7 steps to modernize your records management for the digital age

Atle Skjekkeland


Below are my recommendations for simplifying and automating records management in Office 365 and beyond.

  1. Establish a corporate compliance team – don’t rely on the business to define how records should be managed in their business with regulations like the GDPR. A global enterprise will need to comply with several thousands of legal requirments for how records should be managed. The business will know the value of information over time, but the correct retention and security classification should be set by a corporate compliance team consisting of legal, compliance, privacy, IT, and information management experts.

  2. Ensure compliance by design – don’t force users to manually identify, capture, and classify all your electronic records.

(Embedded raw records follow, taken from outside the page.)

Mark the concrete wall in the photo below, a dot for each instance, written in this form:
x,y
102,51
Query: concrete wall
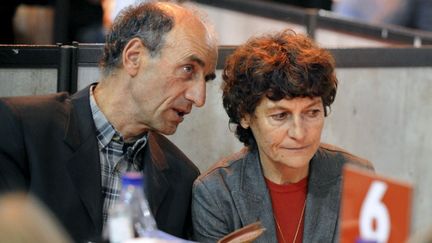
x,y
235,28
18,82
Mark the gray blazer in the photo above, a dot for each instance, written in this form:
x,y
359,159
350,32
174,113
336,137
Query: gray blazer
x,y
233,194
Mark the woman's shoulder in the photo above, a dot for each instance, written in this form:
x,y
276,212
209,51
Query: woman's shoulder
x,y
339,154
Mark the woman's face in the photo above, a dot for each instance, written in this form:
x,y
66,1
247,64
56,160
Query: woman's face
x,y
288,131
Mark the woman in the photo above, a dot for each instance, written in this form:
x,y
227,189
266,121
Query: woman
x,y
277,90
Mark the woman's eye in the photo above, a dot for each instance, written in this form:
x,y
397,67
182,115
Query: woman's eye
x,y
279,116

Automate records management based on past history, role, content, storage location, metadata, and/or machine learning.

  3. Go for big buckets – don’t waste time creating lots of retention schedules. The more buckets, the more options, the more errors, the more complexity. Minimize instead the number of retention schedules to make it easier for users and machines to pick the right retention.

  4. Ensure your corporate requirements cover your local requirements – don’t waste time and resources implementing different retention schedules for different locations. Set your corporate requirements based on the toughest requirements. For example, if financial information needs to be kept minimum 10 years in the EU, and 7 years in the US, make then 10 years your corporate retention requirement. If HR files need to be deleted maximum 5 years after an employee leaves in the EU, and never in the US, make then 5 years your corporate retention requirement.

  5. Get rid of disposition reviews – don’t waste time on manual disposition reviews at the end of the retention. A manual review may make sense for Iron Mountain boxes, but not individual records. As an example, 10% disposition reviews of 10 mill records with each review taking 15 minutes, is 31,250 days. Do automatic disposition for records that can’t be kept permanent.

  6. Minimize the use of event-based retention – don’t complicate the user experience and waste IT resources on event-based retention unless absolutely necessary. Event-based retention requires users to add unique metadata to identify the relevant records, e.g. employee number, agreement number, and triggers to be established to start the retention, e.g. employee leaving your organization, agreement has expired. Try instead to rely on data-based retention based on information lifespan.

  7. Automate the disposition of non-records – don’t waste storage space, clutter search results, and increase eDiscovery costs by storing ROT (redundant, trivial, outdated) information forever. Ensure all information has a lifecycle, not only records. Do automatic deletion of non-records if they haven’t been modified in 3 years.